Rival: There were certainly up and downs while doing this. Once I got a working version of the core inside browsers, a few friends and I started working on a new web-based UI for the app. It took us only a few weeks to get something working. I restarted it from scratch later - but our prototype was a proof that browsers could support the app and run it properly.
I did have to rework the bindings though at some points, and upgrading to newer versions of Emscripten was not always easy. I’m still not on the latest version :) (but it’s just a matter of investing some time to do it).
It’s certainly not easy but the rough edges that were at the start are getting better (Emscripten compilation used to be super long - this is not the case anymore).
InfoQ: I noticed with interest that you mentioned that the ported web application is better than the original native app. Can you elaborate on the specific improvements brought about by the web application?
Rival: Interestingly, startup time was improved and I think could be improved again.
What I’m the most satisfied with is the possibility to make this kind of link.
Click there and in a few seconds (more or less according to your internet speed and how powerful is your device), you have a working game editor, you can modify the game, run a preview, start hacking on it. It was unbelievable to be able to reach this previously.
In terms of development experience, working on the C++ part of the app is mostly the same as before, but the UI is really faster to develop on. Tools like Storybook allow to develop components of the app in isolation - without even running the app. We went from a feedback loop of a few minutes to a few seconds when developing on the UI. Storybook also allows you to visualize unusual states of the components of your app, like error states, and be confident after making changes that everything is working. I see them as non-automated but still super useful test cases.
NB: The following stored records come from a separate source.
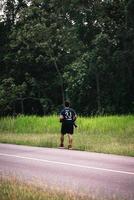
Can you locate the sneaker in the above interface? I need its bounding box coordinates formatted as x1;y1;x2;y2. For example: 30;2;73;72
68;145;72;149
59;144;64;148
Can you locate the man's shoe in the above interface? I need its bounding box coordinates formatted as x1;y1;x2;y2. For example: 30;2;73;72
59;144;64;148
68;145;72;149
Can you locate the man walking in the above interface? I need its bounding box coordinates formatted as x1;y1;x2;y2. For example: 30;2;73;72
60;101;77;149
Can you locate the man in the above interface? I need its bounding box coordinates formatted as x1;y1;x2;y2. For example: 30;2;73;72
60;101;77;149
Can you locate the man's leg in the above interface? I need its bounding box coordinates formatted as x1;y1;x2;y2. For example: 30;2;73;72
60;134;64;147
67;133;73;149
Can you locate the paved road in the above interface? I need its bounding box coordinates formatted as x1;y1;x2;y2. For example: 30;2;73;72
0;144;134;200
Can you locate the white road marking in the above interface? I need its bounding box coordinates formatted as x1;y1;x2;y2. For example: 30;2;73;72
0;153;134;175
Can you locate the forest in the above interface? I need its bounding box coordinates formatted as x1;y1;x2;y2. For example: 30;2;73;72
0;0;134;116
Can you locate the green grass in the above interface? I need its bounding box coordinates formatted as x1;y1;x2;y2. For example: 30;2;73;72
0;176;126;200
0;177;90;200
0;115;134;156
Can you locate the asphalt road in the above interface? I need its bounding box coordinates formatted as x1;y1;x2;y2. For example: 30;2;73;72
0;144;134;200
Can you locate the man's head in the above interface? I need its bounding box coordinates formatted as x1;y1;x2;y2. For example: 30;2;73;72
65;101;70;107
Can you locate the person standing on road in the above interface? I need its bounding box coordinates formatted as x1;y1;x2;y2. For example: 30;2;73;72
60;101;77;149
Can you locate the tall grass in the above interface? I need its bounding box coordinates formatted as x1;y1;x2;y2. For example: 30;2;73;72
0;176;126;200
0;115;134;156
0;177;91;200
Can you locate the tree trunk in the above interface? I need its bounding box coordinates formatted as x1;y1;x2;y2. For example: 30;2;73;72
95;71;101;113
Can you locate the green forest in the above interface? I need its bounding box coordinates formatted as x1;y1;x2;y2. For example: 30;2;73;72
0;0;134;116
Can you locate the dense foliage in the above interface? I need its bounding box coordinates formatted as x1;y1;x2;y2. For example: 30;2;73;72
0;0;134;115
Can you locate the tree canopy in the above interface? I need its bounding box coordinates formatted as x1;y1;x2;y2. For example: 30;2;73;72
0;0;134;115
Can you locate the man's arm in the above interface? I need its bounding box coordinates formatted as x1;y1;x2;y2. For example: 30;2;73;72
60;115;64;122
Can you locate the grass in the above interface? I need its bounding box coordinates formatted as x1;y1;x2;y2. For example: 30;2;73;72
0;177;90;200
0;176;126;200
0;115;134;156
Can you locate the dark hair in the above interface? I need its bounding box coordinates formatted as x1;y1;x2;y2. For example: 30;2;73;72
65;101;70;107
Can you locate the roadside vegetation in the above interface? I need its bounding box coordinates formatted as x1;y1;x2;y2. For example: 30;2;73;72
0;177;89;200
0;115;134;156
0;176;125;200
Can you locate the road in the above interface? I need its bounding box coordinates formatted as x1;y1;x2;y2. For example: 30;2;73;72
0;144;134;200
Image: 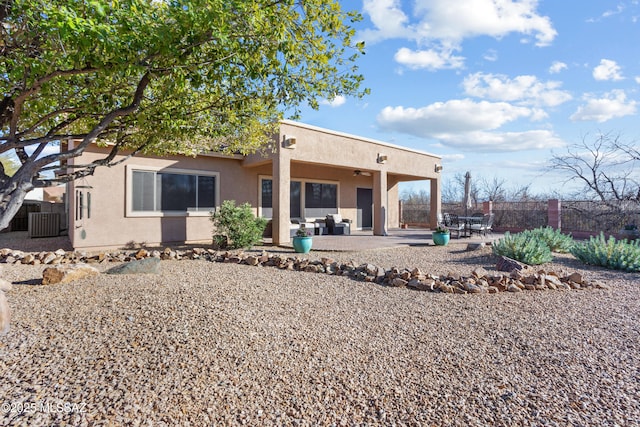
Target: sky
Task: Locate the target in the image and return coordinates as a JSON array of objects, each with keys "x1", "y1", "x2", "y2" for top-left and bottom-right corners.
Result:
[{"x1": 300, "y1": 0, "x2": 640, "y2": 198}]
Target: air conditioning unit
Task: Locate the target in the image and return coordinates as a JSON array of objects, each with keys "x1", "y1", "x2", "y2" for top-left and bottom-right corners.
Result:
[{"x1": 29, "y1": 212, "x2": 60, "y2": 238}]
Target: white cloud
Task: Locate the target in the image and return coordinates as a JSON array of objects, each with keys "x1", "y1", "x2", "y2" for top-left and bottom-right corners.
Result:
[
  {"x1": 462, "y1": 73, "x2": 571, "y2": 107},
  {"x1": 415, "y1": 0, "x2": 557, "y2": 46},
  {"x1": 442, "y1": 153, "x2": 464, "y2": 162},
  {"x1": 377, "y1": 99, "x2": 564, "y2": 152},
  {"x1": 440, "y1": 130, "x2": 565, "y2": 152},
  {"x1": 377, "y1": 99, "x2": 533, "y2": 138},
  {"x1": 360, "y1": 0, "x2": 412, "y2": 43},
  {"x1": 483, "y1": 49, "x2": 498, "y2": 62},
  {"x1": 320, "y1": 95, "x2": 347, "y2": 108},
  {"x1": 359, "y1": 0, "x2": 557, "y2": 69},
  {"x1": 549, "y1": 61, "x2": 567, "y2": 74},
  {"x1": 602, "y1": 4, "x2": 624, "y2": 18},
  {"x1": 394, "y1": 47, "x2": 464, "y2": 70},
  {"x1": 570, "y1": 90, "x2": 638, "y2": 123},
  {"x1": 593, "y1": 59, "x2": 624, "y2": 80}
]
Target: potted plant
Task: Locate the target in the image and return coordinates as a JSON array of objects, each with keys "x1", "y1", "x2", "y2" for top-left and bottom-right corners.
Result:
[
  {"x1": 293, "y1": 224, "x2": 313, "y2": 254},
  {"x1": 431, "y1": 226, "x2": 450, "y2": 246}
]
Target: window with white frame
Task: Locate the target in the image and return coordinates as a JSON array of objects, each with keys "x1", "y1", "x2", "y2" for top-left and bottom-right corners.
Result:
[
  {"x1": 260, "y1": 178, "x2": 338, "y2": 218},
  {"x1": 130, "y1": 169, "x2": 218, "y2": 213}
]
Quirks between web browsers are unavoidable but in general the support for multiple platforms is much easier to achieve than with the older cross-platform UI toolkits that I tried in C++.
While the interface of the app is not made of native widgets, we can still use some (especially if you’re using Electron, which lets you take advantage of things like native context menus and native menu bars).
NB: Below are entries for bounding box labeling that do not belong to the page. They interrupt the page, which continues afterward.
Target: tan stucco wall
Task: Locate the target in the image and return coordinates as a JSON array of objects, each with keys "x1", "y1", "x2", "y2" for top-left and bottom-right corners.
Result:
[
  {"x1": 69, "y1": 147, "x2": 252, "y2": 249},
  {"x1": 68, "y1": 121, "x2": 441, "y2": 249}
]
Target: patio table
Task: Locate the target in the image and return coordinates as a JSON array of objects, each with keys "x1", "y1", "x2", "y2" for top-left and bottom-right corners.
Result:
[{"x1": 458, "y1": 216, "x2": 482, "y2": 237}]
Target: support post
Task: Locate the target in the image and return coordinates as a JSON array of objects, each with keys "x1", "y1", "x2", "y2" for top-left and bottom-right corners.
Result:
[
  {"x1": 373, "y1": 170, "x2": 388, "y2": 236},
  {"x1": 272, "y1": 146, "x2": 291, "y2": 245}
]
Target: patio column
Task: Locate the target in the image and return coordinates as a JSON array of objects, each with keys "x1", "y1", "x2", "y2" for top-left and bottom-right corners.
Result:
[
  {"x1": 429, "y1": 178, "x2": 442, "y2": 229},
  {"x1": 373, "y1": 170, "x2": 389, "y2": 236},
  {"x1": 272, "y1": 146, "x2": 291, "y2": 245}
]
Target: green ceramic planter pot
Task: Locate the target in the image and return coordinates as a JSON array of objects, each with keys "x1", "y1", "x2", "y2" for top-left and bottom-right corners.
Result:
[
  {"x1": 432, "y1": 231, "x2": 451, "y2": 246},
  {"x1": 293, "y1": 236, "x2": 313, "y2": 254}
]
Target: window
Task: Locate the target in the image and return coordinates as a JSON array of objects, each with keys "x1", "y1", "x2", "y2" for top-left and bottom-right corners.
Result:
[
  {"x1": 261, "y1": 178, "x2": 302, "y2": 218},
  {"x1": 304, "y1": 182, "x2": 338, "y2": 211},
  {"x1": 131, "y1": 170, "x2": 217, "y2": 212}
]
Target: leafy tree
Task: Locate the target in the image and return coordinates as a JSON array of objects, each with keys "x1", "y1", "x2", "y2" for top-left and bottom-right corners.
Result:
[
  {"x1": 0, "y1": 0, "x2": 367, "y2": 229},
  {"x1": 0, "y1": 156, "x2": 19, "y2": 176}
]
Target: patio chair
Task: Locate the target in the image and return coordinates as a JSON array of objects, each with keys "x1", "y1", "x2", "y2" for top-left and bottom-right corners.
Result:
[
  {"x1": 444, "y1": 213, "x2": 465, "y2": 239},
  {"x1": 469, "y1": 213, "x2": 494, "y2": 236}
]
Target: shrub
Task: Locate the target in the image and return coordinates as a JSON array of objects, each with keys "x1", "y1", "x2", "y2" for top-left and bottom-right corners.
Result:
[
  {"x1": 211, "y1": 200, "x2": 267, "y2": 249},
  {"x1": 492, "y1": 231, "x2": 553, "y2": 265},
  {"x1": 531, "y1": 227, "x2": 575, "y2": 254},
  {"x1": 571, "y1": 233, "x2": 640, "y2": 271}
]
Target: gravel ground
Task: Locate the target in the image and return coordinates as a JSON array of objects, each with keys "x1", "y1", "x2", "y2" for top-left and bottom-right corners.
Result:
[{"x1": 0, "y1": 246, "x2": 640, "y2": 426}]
The clean, components-oriented architecture that is enabled by using React is a huge advantage in terms of modularity and keeping a clean codebase - which is improving development efficiency again. In the end, this translates to a better interface - because your clean architecture translates to well-designed, consistent components. For example, responsiveness is easier to achieve consistently with components. It was hard to imagine doing a responsive UI with the old interface.
InfoQ: What do you see next in terms of future features for the editor?
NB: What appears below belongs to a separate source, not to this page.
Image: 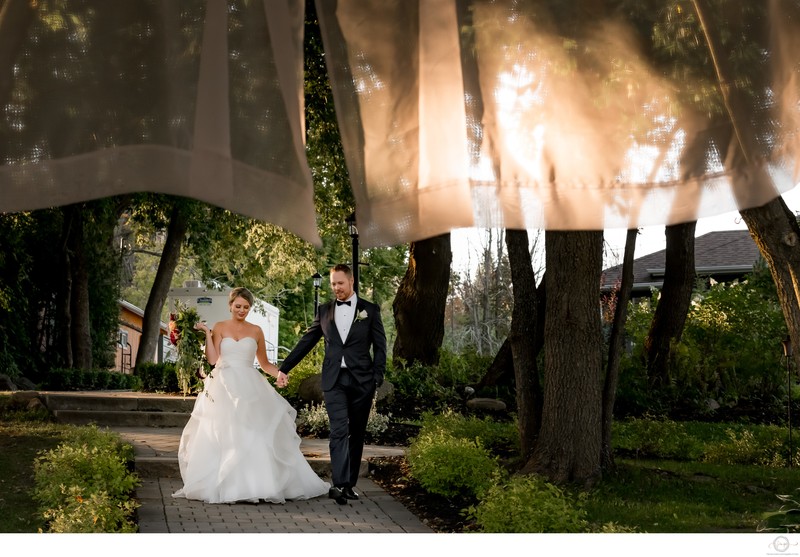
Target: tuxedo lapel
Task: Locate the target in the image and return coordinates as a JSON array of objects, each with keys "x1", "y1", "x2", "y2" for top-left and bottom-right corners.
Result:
[{"x1": 325, "y1": 300, "x2": 344, "y2": 344}]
Rival: Tons of things! The community is always suggesting new things :) The interface is being always improved to strike the right balance between intuitiveness and completeness. I’d like to create a more complete ecosystem and community around the software - again I have tons of ideas to make game creation more accessible and faster for literally anyone. The game engine can be improved with new extensions bringing new capabilities or enhancing the performance by reworking some performance sensitive parts in … WebAssembly!
GDevelop is an open-source, cross-platform game engine available through its GitHub repository.
ReactiveConf is a yearly conference targeted at developers with talks addressing the latest technologies and trends in software development. ReactiveConf 2019 took place Oct. 30-Nov. 1, 2019, and is the fifth installment of ReactiveConf.
About the Interviewee
Florian Rival is a software engineer at Google. He is the author of GDevelop, an open-source game making software based on WebAssembly and JavaScript. He also made Lil BUB’s Hello Earth, an 8-bit game starring the internet sensation cat, available on desktop and mobile, 100% made with GDevelop. More generally, he is fond of innovative approaches to push the limits of what we can do in apps, mobile apps and games.